Para resolver el presente problema jurídico esta Sala analizará los siguientes temas: i) procedencia de la acción de tutela contra providencias judiciales, ii) requisitos generales de procedibilidad de la acción de tutela cuando se dirige contra providencias judiciales; procediendo posteriormente a iii) resolver el caso concreto, adentrándose en el fondo del asunto, siempre y cuando, se satisfagan los requisitos generales.

Procedencia de la acción de tutela contra providencias judiciales 36.Con ocasión de la acción de tutela instaurada por la señora Nery Germania Álvarez Bello, en un asunto que fue asumido por importancia jurídica por la Sala Plena[2], en sentencia de 31 de julio de 2012, consideró necesario admitir que debe acometerse el estudio de fondo de la acción de tutela cuando se esté en presencia de providencias judiciales – sin importar la instancia y el órgano que las profiera - que resulten violatorias de derechos fundamentales, observando al efecto los parámetros fijados hasta el momento jurisprudencialmente y los que en el futuro determine la ley y la propia doctrina judicial.

Requisitos generales de procedibilidad de la acción de tutela contra decisiones judiciales 37. Esta Sección adoptó[3] como parámetros a seguir los señalados en la sentencia C-590 de 8 de junio de 2005[4], proferida por la Corte Constitucional, sin perjuicio de los demás pronunciamientos que esta Corporación elabore sobre el tema. 38. Por lo anterior, y con el fin de hacer operante la nueva posición jurisprudencial, estableció como requisitos generales de procedibilidad de esta acción constitucional, cuando se dirige contra decisiones judiciales: i) la relevancia constitucional del asunto; ii) el uso de todos los medios de defensa judiciales salvo la existencia de un perjuicio irremediable; iii) el cumplimiento del principio de inmediatez; iv) la existencia de una irregularidad procesal con efecto decisivo en la providencia objeto de inconformidad; v) la identificación clara de los hechos causantes de la vulneración y su alegación en el proceso, y vi) que no se trate de tutela contra tutela. 39.
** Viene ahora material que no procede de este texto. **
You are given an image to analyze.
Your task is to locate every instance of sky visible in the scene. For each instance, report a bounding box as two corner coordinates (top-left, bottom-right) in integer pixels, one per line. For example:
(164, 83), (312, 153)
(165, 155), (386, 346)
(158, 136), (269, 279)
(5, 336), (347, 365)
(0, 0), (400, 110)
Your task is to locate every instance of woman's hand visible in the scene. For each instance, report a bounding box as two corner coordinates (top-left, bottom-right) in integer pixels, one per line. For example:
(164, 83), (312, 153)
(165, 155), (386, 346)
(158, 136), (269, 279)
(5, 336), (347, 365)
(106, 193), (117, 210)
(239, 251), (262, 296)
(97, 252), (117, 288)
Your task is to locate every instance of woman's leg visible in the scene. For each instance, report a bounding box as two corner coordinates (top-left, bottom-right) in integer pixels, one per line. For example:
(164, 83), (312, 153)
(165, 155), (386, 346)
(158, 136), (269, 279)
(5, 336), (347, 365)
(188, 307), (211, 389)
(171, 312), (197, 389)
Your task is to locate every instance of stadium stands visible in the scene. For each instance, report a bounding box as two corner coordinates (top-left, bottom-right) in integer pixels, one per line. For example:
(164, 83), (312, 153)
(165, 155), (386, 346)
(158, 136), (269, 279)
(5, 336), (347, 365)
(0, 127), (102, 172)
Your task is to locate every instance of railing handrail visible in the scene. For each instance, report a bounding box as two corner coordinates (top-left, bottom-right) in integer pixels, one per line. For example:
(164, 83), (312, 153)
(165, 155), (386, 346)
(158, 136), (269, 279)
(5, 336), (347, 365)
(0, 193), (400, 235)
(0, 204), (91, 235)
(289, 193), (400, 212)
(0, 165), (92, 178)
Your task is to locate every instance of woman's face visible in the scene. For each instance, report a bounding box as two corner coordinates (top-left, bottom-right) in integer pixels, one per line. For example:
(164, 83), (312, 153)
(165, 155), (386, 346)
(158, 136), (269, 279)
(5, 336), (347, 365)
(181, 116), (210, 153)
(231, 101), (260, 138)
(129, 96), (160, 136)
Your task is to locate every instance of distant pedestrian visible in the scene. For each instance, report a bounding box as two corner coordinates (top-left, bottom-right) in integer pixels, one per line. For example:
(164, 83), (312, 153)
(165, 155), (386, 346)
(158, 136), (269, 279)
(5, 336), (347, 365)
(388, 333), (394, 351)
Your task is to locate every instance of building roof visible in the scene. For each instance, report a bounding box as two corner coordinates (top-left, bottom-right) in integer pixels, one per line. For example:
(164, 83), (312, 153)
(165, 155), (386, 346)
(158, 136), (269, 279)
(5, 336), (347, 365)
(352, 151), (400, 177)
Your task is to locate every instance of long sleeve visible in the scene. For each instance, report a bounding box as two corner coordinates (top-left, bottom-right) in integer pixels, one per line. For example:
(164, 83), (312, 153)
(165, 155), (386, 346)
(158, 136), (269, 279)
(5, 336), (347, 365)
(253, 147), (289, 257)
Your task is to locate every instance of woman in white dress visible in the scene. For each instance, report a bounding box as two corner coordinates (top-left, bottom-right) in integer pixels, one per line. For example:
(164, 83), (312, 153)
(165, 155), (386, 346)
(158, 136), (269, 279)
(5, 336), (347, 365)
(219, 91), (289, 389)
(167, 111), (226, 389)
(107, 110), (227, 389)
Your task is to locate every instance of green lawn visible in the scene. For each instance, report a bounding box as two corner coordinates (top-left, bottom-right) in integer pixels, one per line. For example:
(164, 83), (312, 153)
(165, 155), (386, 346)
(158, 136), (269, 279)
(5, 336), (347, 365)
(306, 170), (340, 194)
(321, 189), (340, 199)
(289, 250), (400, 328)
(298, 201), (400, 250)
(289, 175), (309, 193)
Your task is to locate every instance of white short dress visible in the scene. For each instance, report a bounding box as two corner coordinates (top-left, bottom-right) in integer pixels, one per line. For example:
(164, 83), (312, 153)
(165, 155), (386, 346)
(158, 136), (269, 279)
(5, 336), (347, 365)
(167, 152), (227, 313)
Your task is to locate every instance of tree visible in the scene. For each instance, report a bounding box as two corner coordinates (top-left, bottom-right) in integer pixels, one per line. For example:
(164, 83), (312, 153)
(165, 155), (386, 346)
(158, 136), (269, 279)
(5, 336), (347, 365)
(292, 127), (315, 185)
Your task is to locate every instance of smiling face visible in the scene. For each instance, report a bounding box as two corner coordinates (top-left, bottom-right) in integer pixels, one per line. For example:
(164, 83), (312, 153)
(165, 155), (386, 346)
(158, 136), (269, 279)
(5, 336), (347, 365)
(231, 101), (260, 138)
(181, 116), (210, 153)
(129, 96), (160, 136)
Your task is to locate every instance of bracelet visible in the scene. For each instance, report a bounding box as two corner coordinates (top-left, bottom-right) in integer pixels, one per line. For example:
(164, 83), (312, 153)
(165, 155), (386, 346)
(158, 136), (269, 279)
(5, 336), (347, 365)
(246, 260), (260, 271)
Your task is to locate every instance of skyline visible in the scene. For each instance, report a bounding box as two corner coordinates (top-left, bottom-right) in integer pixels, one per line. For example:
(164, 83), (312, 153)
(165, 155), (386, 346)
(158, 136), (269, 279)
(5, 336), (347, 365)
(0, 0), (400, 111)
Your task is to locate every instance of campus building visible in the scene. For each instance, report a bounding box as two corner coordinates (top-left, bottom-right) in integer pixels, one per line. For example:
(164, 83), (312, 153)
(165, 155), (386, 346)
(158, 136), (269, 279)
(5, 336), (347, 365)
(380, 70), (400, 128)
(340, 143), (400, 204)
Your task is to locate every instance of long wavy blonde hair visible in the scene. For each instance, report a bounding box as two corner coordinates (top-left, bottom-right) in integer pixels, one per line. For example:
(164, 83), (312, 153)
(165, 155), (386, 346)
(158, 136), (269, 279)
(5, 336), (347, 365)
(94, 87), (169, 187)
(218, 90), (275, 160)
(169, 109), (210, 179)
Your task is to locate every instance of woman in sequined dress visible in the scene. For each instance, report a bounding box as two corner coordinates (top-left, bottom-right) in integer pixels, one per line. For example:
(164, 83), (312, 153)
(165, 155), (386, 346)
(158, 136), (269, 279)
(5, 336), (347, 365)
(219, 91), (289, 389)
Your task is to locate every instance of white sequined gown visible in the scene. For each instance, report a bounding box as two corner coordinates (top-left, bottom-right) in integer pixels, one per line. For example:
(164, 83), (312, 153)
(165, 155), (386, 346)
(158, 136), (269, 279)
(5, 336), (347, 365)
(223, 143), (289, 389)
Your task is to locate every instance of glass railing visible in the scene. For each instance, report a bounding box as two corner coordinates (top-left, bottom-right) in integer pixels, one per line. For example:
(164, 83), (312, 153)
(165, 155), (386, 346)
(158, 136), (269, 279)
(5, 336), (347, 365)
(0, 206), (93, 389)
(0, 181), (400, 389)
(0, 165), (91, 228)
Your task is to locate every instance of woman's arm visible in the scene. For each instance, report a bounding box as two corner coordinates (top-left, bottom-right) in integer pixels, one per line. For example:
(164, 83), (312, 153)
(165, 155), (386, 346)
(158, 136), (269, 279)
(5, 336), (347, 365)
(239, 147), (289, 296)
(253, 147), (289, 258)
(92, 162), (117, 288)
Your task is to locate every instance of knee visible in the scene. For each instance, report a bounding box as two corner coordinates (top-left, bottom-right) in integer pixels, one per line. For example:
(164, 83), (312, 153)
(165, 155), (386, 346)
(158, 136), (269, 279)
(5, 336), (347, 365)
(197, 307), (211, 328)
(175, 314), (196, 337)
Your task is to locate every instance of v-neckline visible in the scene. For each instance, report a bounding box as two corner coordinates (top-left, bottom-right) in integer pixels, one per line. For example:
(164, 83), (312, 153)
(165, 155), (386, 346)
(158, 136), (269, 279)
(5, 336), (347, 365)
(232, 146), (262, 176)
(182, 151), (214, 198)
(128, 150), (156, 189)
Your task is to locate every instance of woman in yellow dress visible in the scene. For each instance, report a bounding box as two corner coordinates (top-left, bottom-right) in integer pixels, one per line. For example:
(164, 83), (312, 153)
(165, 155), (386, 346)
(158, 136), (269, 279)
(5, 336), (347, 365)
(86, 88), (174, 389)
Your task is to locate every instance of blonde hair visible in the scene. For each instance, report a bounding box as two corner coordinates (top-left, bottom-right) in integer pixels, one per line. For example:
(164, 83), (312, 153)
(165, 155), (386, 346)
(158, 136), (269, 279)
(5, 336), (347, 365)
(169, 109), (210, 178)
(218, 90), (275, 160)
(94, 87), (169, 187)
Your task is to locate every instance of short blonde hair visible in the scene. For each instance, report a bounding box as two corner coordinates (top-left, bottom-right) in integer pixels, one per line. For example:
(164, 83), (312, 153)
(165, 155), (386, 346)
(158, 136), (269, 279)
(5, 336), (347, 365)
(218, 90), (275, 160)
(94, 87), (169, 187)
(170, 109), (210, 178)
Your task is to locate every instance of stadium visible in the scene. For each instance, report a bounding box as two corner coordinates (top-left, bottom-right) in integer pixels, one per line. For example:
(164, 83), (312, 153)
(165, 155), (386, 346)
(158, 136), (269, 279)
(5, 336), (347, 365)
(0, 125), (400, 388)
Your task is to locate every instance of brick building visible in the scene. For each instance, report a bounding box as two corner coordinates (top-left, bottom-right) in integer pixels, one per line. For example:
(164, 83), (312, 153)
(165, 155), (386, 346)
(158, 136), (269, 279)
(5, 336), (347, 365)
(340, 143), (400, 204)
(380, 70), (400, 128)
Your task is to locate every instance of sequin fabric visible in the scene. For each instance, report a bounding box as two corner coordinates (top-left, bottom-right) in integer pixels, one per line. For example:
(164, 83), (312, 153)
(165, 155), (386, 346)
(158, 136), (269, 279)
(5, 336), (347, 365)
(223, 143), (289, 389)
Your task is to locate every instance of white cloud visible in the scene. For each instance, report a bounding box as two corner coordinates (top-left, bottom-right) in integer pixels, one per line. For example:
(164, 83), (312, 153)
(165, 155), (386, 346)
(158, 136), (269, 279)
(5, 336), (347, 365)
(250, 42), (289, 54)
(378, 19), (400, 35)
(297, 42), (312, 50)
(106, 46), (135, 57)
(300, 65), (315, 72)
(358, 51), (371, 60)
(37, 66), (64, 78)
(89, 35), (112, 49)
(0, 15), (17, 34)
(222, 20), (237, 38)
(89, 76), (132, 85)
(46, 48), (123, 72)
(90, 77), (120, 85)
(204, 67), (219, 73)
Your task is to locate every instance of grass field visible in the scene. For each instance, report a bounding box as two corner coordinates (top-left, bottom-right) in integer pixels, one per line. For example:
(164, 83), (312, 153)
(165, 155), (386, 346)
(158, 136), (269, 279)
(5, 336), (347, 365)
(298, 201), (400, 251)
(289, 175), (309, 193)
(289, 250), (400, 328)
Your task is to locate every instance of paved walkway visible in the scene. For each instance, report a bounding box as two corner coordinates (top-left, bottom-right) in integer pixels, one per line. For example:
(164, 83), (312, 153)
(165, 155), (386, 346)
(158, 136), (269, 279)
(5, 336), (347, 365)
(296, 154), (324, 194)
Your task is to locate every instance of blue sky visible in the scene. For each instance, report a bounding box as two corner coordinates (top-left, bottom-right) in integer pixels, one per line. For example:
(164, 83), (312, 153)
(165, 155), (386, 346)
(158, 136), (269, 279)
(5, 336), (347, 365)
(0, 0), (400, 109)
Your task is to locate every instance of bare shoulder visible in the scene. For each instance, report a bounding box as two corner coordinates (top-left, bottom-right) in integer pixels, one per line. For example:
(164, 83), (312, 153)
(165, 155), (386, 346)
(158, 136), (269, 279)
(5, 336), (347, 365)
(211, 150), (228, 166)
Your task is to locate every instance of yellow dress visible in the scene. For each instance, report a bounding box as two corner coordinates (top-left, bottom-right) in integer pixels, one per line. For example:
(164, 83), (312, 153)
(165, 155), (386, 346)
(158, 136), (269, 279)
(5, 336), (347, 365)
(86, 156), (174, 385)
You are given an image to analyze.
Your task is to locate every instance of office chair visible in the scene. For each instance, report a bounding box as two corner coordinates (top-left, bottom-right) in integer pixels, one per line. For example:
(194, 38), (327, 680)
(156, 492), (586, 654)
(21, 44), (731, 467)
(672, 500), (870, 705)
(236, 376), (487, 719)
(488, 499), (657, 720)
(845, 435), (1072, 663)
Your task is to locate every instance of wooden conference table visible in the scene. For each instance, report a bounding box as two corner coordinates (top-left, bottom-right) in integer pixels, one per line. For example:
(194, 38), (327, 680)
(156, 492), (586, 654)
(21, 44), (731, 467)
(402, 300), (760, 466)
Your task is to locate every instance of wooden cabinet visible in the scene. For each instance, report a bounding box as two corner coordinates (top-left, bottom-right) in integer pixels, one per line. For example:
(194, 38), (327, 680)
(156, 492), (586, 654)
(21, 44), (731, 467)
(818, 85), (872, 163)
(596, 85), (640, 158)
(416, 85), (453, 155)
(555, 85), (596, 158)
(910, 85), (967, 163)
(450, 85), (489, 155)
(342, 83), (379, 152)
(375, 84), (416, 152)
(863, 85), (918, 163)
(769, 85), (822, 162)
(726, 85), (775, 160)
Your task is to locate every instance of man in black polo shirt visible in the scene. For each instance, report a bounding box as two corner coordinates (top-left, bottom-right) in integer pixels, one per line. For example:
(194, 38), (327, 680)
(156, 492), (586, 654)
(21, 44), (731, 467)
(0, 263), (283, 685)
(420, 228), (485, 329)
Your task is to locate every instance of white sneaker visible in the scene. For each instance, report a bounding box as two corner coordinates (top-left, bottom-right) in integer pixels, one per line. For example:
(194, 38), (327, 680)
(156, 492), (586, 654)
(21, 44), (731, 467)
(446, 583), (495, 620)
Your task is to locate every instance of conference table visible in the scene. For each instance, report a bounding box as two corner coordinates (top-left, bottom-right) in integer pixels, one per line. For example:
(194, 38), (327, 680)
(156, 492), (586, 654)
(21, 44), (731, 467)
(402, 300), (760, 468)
De lo expuesto, la Sala advierte que, cuando el juez constitucional conoce una demanda impetrada en ejercicio de la acción de tutela y en la que se alega la vulneración de derechos fundamentales con ocasión de la expedición de una providencia judicial: en primer lugar, debe verificar la presencia de los requisitos generales y, en segundo término, le corresponde examinar si en el caso objeto de análisis se configura uno de los defectos especiales, permitiéndole de esta manera “dejar sin efecto o modular la decisión”[5] que encaje en dichos parámetros. 40.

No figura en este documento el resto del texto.